The biggest thing I have found with latex is it sticking to things. I powder mine now before I pack. But if it is just sitting out in the open, I don't worry to much about it.


----------



## HauntCast (Jul 25, 2008)

Kick butt job!


----------



## Spooky1 (Aug 25, 2008)

Well dang, how did I miss this guy. He looks fantastic. I'm sure he looks even better with his eyes glowing in the dark.


----------



## DeadRN (Jun 21, 2010)

Amazing...makes me want a steak though!


----------



## bobzilla (Nov 13, 2008)

I like him, he's all "Meaty"


----------



## Dark Angel 27 (Sep 11, 2008)

I think we have prodigy in our midst! very awesome job, but are you sure this was your first try????

nice and creepy, and the eyes take it all to another deminsion!


----------



## Lilly (Jun 13, 2006)

good job Nib


----------



## shar (Jun 19, 2010)

Jiminy coakroaches!!! Awesome, do you give lessons? Wish I could corpse like that!!!!


----------



## niblique71 (Dec 2, 2009)

shar said:


> Jiminy coakroaches!!! Awesome, do you give lessons? Wish I could corpse like that!!!!

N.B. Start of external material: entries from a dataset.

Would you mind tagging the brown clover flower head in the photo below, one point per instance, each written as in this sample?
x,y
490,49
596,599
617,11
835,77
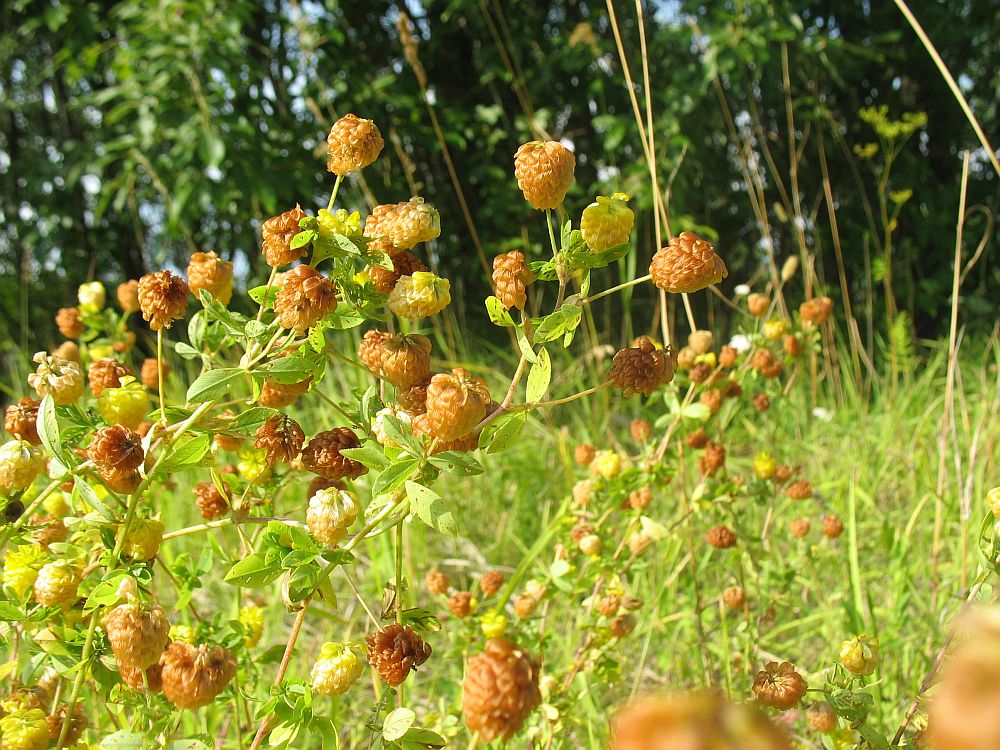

 Hi Shar, Actually it wasn't that difficult. Although I don't give lessons per say, Here is the "in progress" thread posted this past winter. It should help out. If you have any questions, don't be afraid to ask.

In Progress Thread http://www.hauntforum.com/showthread.php?t=20469


----------



## cerinad (Jun 23, 2008)

Wow. One day I'm gonna try one of these. I only hope my first attempt turns out as well as yours.


----------



## Glockink (Jun 28, 2010)

eyes are creepy!


----------